Donald Trump non ha posto fine a 7 guerre “interminabili”


In un lungo discorso all’Assemblea generale delle Nazioni Unite, il presidente Donald Trump ha accusato le altre nazioni di non aver sostenuto i suoi sforzi di mediazione per raggiungere degli accordi nei conflitti militari in corso nel mondo. Durante l’intervento, il presidente americano ha rivendicato di aver «posto fine a sette guerre “interminabili”» in appena 7 mesi, citandole nel seguente ordine: Thailandia-Cambogia, Kosovo-Serbia, Congo-Rwanda, India-Pakistan, Israele-Iran, Egitto-Etiopia e Armenia-Azerbaijan.

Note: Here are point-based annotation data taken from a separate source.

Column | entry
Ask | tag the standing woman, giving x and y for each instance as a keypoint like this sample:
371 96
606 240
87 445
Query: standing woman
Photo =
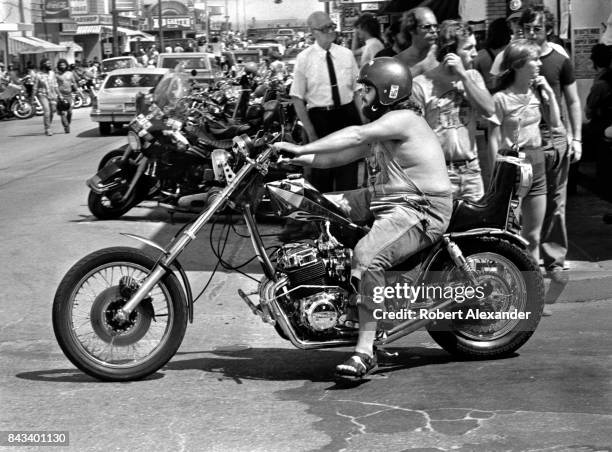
47 92
524 100
67 84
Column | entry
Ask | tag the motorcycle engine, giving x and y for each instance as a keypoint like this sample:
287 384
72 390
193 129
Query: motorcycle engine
318 282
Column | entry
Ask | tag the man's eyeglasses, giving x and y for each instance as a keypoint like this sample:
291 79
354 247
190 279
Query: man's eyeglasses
533 29
428 27
326 28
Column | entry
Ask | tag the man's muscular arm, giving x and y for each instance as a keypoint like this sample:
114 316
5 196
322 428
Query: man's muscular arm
350 143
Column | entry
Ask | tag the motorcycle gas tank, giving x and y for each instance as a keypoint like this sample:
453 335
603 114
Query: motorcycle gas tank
296 198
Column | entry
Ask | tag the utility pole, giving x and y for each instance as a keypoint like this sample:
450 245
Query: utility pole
161 28
115 32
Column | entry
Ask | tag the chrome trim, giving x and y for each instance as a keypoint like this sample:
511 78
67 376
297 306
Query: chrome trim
151 243
489 231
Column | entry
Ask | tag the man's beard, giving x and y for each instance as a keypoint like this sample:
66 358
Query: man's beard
374 111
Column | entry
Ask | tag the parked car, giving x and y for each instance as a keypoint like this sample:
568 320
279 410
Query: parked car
115 104
111 64
242 57
204 64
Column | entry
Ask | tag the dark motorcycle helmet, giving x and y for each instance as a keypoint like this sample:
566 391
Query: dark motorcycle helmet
251 68
392 81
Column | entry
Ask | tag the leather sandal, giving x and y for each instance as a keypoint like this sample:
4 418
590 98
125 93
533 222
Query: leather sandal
357 367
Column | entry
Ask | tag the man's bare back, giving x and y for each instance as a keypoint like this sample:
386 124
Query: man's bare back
419 153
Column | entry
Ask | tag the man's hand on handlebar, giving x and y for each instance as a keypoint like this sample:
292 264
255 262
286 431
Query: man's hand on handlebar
291 153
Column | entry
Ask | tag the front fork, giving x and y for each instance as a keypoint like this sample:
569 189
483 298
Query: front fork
178 245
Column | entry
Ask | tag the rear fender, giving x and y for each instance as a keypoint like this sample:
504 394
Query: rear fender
438 254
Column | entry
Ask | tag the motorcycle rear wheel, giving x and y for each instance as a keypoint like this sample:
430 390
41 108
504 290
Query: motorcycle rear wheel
84 307
517 284
22 109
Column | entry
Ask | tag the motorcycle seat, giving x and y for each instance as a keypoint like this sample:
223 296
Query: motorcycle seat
230 131
492 209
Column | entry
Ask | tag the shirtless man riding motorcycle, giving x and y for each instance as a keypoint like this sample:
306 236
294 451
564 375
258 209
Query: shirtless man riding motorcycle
408 197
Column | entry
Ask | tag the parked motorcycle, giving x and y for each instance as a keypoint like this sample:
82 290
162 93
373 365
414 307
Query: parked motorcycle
121 313
171 162
14 102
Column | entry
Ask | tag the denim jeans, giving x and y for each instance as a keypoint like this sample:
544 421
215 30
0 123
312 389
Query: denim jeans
396 234
554 241
466 181
48 110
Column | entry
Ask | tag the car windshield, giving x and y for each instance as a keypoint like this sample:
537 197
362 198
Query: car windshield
172 87
186 62
250 57
132 81
108 66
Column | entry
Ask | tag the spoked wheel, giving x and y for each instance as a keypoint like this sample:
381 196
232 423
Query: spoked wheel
501 321
89 333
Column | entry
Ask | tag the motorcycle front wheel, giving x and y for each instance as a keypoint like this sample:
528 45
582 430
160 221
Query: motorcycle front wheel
84 321
22 109
512 283
87 101
77 100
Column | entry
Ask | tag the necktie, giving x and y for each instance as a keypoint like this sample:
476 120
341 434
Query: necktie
333 80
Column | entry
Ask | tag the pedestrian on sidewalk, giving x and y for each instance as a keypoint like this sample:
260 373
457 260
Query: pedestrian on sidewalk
524 99
47 91
66 81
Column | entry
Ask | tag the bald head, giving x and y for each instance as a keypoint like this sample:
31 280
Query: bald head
412 18
318 19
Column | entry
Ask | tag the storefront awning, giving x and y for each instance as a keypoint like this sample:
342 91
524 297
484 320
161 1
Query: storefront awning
136 35
32 45
92 29
16 27
72 46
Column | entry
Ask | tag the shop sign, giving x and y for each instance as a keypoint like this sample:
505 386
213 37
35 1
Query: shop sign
350 14
584 40
369 6
94 20
56 10
79 7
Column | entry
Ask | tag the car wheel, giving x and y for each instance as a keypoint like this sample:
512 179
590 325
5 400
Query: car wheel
104 128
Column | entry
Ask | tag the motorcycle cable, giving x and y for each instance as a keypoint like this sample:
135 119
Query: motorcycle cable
216 265
219 255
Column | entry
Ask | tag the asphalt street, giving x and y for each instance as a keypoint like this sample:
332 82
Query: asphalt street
235 385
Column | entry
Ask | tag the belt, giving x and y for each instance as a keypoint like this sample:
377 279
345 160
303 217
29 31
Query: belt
459 163
329 108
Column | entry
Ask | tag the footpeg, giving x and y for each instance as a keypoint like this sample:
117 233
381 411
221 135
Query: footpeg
257 310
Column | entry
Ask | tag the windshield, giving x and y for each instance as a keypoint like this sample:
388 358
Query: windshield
187 62
246 57
172 87
132 81
108 66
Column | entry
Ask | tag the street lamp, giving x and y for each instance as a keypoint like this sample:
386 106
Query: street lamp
161 28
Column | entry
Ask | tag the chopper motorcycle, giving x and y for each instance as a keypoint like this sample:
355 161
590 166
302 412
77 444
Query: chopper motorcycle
177 173
121 313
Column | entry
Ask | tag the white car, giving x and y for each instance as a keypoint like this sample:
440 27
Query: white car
116 100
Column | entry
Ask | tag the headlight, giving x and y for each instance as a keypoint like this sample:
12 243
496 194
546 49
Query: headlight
134 141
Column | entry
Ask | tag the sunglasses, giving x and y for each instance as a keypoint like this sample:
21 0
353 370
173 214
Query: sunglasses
326 28
534 29
428 27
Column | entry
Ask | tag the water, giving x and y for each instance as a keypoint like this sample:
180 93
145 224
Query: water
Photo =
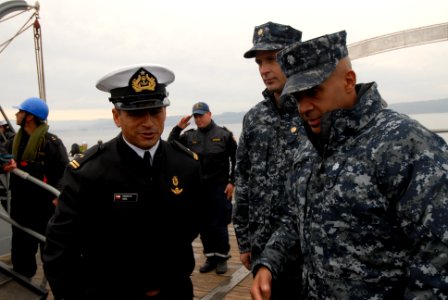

Si tratta di un’affermazione priva di fondamento.
Per chi ha fretta
- In realtà, Trump può parlare di tregue fragili o dispute diplomatiche ancora irrisolte.
- In due casi (Kosovo-Serbia ed Egitto-Etiopia) non c’è stata alcuna guerra da fermare.
- In altri (Israele-Iran, Thailandia-Cambogia, India-Pakistan) si parla di cessate il fuoco temporanei, non di conflitti conclusi.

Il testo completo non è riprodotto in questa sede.